Une piètre plaisanterie

D.R.

C’est un livre que tout Libanais devrait lire – ainsi que toute personne qui s’intéresse de près ou de loin à ce pays. C’est un livre qui devrait servir de manuel d’éducation civique dans tous nos établissements scolaires. C’est enfin un livre qui, lors de sa publication il y a quelques mois, aurait dû provoquer un petit scandale  ; mais il est passé presque inaperçu. Son titre promet beaucoup et tient toutes ses promesses : Mémoires d’un policier libanais (Mouzakkarāt shorti loubnāni) de Fawzi Zebian est une relation détaillée de ce que l’auteur a pu observer durant ses dix-neuf années de service au sein des Forces de sécurité intérieure (FSI).

Nous savons tous ce qu’est une institution policière dans un pays arabe (corruption généralisée, pots-de-vin, tabassage des détenus, incompétence, inféodation totale au pouvoir politique, etc.), mais nous ne le savons que d’une manière générale, presque abstraite, et souvent par ouï-dire  ; or les présents mémoires nous fournissent – chose très rare – un témoignage direct, minutieux et sans concession sur le fonctionnement d’une telle institution. Mais ce qui est encore plus rare, voire inédit, c’est que l’auteur de pareils mémoires soit un écrivain à part entière – en l’occurrence un romancier – et non un simple ex-policier désirant éclairer ses concitoyens. Il s’agit donc d’une œuvre littéraire au sens plein du terme, qui, en dévoilant les rouages de ce microcosme insolite et grotesque que sont les FSI, brosse, pour ainsi dire, le portrait de la société libanaise.

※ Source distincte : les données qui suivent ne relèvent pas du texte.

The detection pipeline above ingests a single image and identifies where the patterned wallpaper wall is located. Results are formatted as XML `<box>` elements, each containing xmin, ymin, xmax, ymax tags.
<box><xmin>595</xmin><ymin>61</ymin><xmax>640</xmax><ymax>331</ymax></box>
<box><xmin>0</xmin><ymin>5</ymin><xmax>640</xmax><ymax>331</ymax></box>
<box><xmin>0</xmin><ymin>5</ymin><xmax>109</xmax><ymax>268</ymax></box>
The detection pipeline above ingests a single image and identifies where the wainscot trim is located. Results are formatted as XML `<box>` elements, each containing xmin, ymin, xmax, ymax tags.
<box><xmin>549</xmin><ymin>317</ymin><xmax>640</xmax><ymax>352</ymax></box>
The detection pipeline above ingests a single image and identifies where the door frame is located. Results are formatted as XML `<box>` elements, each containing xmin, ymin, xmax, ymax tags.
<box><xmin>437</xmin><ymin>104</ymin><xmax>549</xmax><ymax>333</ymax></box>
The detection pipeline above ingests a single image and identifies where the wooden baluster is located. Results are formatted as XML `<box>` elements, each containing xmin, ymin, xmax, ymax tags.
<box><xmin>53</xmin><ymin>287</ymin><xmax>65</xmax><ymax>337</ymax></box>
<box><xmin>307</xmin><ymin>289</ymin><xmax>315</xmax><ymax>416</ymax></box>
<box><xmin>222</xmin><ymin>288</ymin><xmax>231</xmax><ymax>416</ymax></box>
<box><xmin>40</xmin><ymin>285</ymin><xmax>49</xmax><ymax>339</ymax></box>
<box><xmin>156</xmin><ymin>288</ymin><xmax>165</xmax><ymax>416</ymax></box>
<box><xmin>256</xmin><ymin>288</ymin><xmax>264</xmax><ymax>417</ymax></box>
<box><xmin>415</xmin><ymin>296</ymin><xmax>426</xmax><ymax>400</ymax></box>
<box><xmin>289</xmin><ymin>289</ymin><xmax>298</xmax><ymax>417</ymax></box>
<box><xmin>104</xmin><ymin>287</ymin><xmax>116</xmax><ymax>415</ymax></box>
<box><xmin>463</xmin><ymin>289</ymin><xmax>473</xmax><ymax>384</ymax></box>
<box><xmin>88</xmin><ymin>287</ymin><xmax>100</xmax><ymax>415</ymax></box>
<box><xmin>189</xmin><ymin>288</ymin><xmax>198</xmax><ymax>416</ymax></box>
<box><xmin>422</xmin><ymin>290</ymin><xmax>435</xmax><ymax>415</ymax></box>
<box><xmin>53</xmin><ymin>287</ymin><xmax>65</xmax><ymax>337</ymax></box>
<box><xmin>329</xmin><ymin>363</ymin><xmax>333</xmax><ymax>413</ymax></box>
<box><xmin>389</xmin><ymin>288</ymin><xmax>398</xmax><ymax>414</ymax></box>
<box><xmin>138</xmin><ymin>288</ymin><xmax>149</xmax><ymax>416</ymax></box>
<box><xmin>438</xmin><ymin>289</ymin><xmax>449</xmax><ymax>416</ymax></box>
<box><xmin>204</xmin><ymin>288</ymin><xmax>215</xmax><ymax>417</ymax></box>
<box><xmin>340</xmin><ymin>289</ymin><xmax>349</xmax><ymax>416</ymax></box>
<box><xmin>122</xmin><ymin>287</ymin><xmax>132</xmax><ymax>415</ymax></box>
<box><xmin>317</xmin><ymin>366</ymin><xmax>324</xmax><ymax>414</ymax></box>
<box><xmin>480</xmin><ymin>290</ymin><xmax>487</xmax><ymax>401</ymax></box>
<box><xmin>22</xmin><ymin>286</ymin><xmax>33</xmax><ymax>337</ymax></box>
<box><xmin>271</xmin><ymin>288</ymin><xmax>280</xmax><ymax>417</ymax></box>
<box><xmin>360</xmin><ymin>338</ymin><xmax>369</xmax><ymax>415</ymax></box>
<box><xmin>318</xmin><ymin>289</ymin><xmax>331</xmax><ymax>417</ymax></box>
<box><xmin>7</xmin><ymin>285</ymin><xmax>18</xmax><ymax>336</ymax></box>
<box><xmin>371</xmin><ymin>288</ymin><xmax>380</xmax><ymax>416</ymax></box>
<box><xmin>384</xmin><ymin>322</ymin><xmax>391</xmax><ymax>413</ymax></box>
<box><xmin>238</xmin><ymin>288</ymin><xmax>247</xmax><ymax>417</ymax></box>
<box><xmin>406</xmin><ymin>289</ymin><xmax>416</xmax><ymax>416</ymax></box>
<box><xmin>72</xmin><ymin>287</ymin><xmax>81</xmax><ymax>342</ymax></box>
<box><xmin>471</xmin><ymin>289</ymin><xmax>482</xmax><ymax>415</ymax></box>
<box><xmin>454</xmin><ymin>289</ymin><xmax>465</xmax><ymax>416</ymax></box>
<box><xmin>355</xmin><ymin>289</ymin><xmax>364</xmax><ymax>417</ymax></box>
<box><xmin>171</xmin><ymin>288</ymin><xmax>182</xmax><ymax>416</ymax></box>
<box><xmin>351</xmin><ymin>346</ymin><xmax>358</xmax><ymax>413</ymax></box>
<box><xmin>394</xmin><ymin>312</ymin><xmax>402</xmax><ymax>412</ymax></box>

Un portrait à la fois réaliste et caricatural, et d’autant plus caricatural qu’il est réaliste. Tout au long du livre, Fawzi Zebian ne fait que relater, avec un humour tantôt noir et corrosif, tantôt gai et plein de tendresse, des anecdotes à peine croyables tant elles sont loufoques, et dont il fut acteur ou témoin  ; or, qu’elles se rapportent au sectarisme confessionnel, à la corruption endémique, à l’occupation syrienne, à la mainmise du Hezbollah sur le pays, au dysfonctionnement fabuleux et à l’incompétence prodigieuse des institutions étatiques, ou bien à ce je-m’en-foutisme typiquement libanais, ces anecdotes hilarantes et saugrenues se révèlent n’être qu’un simple grossissement de ce que chacun de nous peut observer quotidiennement, à chaque fois qu’il sort de chez lui.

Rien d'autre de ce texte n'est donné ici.